Desinformação motiva assassinato de defensores de direitos humanos no Brasil
Brasileiros não compreendem função dos ativistas e ignorância leva à violência
Ser defensor dos direitos humanos em Alagoas - estado marcado pelo coronelismo e que tem na erradicação da cultura da violência um dos maiores desafios sociais - não é uma tarefa fácil. Como parte da rotina dos que se dispõem a lutar por igualdade de direitos, os xingamentos e a equivocada ideia de que os defensores defendem ‘vagabundos’, infelizmente é algo comum.
Em escala nacional, essa realidade é ainda mais assustadora: o Brasil é o país das Américas onde mais se mata defensores dos direitos humanos, segundo um relatório divulgado pela Anistia Internacional.
A travesti Natasha Wonderfull, da Associação das Travestis e Transexuais de Alagoas (Asttral) conhece bem essa dura realidade.
“As pessoas ficam incomodadas e a todo o tempo me mandam trabalhar e cuidar da minha vida, falam para eu deixar de defender a causa gay. Sofremos muito com a falta de respeito e com ameaças de violência”, ressalta, lembrando que companheiros de luta já foram diversas vezes agredidos e até ameaçados de morte.
Alagoas ainda amarga episódios de extrema violência e intolerância a defensores dos direitos humanos, a exemplo dos assassinatos dos militantes do Movimento dos Trabalhadores Sem Terra (MST) Luciano Alves, o Grilo, ocorrido em 2003, Jaelson Melquíades, em 2005, e José Elenilson, em 2001. Todos estes casos foram registrados no município de Atalaia.
Outro caso que deixou todo o Estado consternado foi o assassinato do vereador assumidamente gay, Renildo José dos Santos, de 29 anos, em Coqueiro Seco, no ano de 1993. Conhecido por denunciar abusos de políticos alagoanos, ele foi espancado, teve as orelhas, nariz e língua decepados e as pernas foram quebradas. Entre outras atrocidades, Renildo foi castrado e teve a cabeça degolada.
Mudança de paradigma
Em agosto último, o presidente da Comissão dos Direitos Humanos (CDH) da Ordem dos Advogados do Brasil, seccional Alagoas (OAB-AL), Ricardo Moraes, também foi ameaçado de morte. A ameaça foi via telefone, após ter recebido, na sede da OAB, a mãe de um adolescente que denunciou agressões sofridas pelo filho dentro de sua residência.
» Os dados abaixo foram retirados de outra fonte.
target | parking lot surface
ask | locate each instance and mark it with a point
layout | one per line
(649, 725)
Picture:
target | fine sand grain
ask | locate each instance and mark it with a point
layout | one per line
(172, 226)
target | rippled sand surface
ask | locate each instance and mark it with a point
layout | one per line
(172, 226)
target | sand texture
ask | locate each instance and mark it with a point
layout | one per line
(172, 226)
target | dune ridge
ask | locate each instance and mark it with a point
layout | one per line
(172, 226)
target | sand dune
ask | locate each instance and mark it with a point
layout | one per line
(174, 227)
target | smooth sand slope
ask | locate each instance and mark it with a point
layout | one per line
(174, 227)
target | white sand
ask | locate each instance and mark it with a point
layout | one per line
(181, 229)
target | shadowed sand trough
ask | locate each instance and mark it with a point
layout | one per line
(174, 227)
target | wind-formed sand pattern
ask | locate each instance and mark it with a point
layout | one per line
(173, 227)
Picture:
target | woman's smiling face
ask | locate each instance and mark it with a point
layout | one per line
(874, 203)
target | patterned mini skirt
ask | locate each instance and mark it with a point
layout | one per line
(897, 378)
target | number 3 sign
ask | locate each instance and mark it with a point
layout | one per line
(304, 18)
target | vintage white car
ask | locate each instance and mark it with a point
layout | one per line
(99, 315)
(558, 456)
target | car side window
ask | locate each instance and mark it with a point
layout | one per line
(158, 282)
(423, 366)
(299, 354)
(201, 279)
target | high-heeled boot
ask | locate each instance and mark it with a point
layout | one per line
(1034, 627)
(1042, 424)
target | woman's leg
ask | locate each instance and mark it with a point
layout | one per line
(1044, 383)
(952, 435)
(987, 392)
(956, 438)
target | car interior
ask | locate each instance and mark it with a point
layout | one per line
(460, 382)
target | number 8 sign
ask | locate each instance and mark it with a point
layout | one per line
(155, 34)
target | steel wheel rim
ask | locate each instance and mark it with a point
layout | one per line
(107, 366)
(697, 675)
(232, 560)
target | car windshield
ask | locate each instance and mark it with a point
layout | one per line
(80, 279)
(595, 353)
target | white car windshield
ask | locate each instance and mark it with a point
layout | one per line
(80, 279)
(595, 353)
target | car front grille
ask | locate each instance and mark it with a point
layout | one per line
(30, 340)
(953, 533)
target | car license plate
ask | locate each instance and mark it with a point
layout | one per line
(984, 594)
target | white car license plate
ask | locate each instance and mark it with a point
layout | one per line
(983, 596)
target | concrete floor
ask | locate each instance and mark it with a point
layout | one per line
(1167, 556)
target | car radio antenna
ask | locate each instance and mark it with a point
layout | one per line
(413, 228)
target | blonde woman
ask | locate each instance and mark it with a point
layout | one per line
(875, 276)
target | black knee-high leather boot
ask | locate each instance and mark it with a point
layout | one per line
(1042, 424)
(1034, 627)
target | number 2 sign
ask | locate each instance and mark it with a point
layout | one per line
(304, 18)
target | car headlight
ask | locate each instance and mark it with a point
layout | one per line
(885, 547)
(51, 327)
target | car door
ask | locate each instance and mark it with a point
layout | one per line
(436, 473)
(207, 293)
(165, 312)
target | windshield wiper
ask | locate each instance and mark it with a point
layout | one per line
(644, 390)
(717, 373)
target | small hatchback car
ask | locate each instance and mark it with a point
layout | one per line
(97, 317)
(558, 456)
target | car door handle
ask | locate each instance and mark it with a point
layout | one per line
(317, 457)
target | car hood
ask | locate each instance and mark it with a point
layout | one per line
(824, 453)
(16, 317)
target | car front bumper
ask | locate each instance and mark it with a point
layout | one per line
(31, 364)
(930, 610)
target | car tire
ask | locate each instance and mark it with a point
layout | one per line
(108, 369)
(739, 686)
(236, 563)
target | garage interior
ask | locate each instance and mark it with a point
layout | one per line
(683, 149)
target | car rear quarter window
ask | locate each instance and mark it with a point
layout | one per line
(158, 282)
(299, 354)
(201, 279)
O advogado registrou um boletim de ocorrência na Delegacia Geral de Polícia Civil, relatando que no outro lado da linha uma pessoa afirmava ser um agente da segurança pública e dizia que ele "deveria parar com as ações contra policiais militares. Caso contrário, seria enterrado junto com os bandidos".
Ainda assim, Ricardo defende que em Alagoas houve uma importante mudança de paradigma, o que, segundo ele, tem contribuído para o fortalecimento da luta por direitos. “Infelizmente episódios de violência contra defensores dos direitos humanos ainda são registrados no Brasil, em especial na região Norte e na Amazônia, por conta dos conflitos de terra. Aqui em Alagoas já foi muito mais difícil, mas com o passar dos anos, os poderes passaram a se posicionar de uma forma diferenciada, o que é visto positivamente para os militantes de direitos humanos”, pontuou.
“Eu já fui ameaçado e conheço muitos outros defensores, sejam eles públicos ou representantes de movimentos sociais que foram ameaçados. Mas uma questão importante é que em Alagoas quem entra nessa seara, se dispondo a defender direitos, não exercem suas atividades com medo”, acrescentou.
Números
O relatório da Anistia Internacional chama atenção para o aumento dos assassinatos de defensores de direitos humanos nos últimos três anos. Até agosto deste ano, cinquenta e oito ativistas foram assassinados. Em 2014, cento e trinta e seis ativistas foram mortos no mundo todo. Em 2015, o número subiu para cento e cinquenta e seis. E no ano passado, aumentou em 80%, chegando a duzentos e oitenta um assassinatos.
Nas Américas, 75% das mortes no ano passado ocorreram no Brasil, apontado pelo estudo como o país mais perigoso para defensores de direitos humanos na região. Em 2016, sessenta e seis ativistas foram assassinados. De janeiro a agosto deste ano, o número chegou a 58.
A ascensão da extrema-direita e de grupos extremistas reforçam o clima de violência. A falta de informação sobre a função dos ativistas atrelada à impunidade, tão presente em país com índices de assassinatos tão elevados, corroboram com a cultura da violência e colocam o Brasil no topo da lista.